The recent events in Charlottesville, VA have put white nationalism and white supremacy at the center of many public conversations, at least for the moment. People are calling it a “turning point,” although it remains to be seen whether that is true or what it means. Dylan Roof’s murder of nine African Americans (and shooting of three more people), at Emanual AME Church in Charleston, SC should have been a turning point.
Many people think of white supremacists as part of the societal fringe, but it is important to think about how the ideology has operated throughout our country’s history and has been practiced by people one might consider “upstanding citizens” or who have been identified by other terms of respectability. White supremacy has been foundational to the development of our nation. One way white supremacy and white nationalism have operated has been through policies and practices that deny African Americans (and other people of color) access to territory. By territory, I mean an area of land, held by government or private ownership. The goal of such exclusion was to create all-white spaces: counties, townships, towns, etc. This still happens today, but I want to share an historical example from around 1919 in Southeast Missouri, also known as the Bootheel.
In the early 20th century, drainage projects in the region made thousands of acres of land available for farming. It was rich alluvial soil that beckoned farmers from the South and Midwest. Real Estate companies, railroads, private owners, and lumber companies began marketing and selling land. Local businessmen established commercial clubs focused on promoting town and regional development. In the Bootheel, the 1910s were probably the peak of this activity (although it continued into the 1920s). Clarence F. Bruton, who was originally from Boone Co., MO, moved to Sikeston in Scott County between 1900 and 1910. He established real estate and investment company, which published The Modern Promised Land around 1919. It contained accolades about the region’s soil, water, schools, churches, and more. At a future date I’ll scan the entire publication and put it in the Documents & Exhibits part of my site, but for now, I’m sharing a small piece.

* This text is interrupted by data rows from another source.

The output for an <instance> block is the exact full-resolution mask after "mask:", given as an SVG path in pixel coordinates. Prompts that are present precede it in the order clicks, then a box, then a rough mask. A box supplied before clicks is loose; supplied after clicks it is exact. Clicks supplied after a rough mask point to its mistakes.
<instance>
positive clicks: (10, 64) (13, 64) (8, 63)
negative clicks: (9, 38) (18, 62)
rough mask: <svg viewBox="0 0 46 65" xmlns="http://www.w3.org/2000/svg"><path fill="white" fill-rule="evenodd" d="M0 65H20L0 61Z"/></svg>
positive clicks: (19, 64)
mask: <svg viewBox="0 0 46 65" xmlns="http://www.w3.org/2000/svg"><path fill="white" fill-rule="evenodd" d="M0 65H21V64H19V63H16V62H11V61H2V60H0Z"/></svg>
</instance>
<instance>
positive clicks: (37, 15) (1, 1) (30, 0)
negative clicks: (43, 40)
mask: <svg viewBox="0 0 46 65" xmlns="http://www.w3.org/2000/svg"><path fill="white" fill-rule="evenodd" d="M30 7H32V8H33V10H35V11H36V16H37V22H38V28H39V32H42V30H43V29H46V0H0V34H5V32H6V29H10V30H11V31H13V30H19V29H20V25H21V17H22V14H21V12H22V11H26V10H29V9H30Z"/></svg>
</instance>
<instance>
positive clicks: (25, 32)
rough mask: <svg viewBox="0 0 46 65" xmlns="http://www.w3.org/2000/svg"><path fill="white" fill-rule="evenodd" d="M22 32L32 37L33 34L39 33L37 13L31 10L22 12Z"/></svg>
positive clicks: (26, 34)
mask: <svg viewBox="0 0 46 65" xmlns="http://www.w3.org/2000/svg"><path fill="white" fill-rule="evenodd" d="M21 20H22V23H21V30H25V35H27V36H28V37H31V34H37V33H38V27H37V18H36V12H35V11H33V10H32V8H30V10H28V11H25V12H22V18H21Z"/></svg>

The publication tells readers that one of the “positives” of moving to the region was the absence of African American farmers and the racial segregation of schools. One of the target audiences for this pamphlet was Midwestern farmers in Indiana and Illinois. At this time there were very few African Americans living in rural Scott County. Many people wanted to maintain the status quo, which meant white landowners rarely sold land to African Americans in this county. Until widespread cotton production took hold around 1922-1923, there were few Black farm laborers or sharecroppers. This exclusion of African Americans from economic opportunities is one example of how inequities from the past directly connect to wealth inequality today. It also illustrates how white supremacy was a part of everyday business and was practiced by everyday people.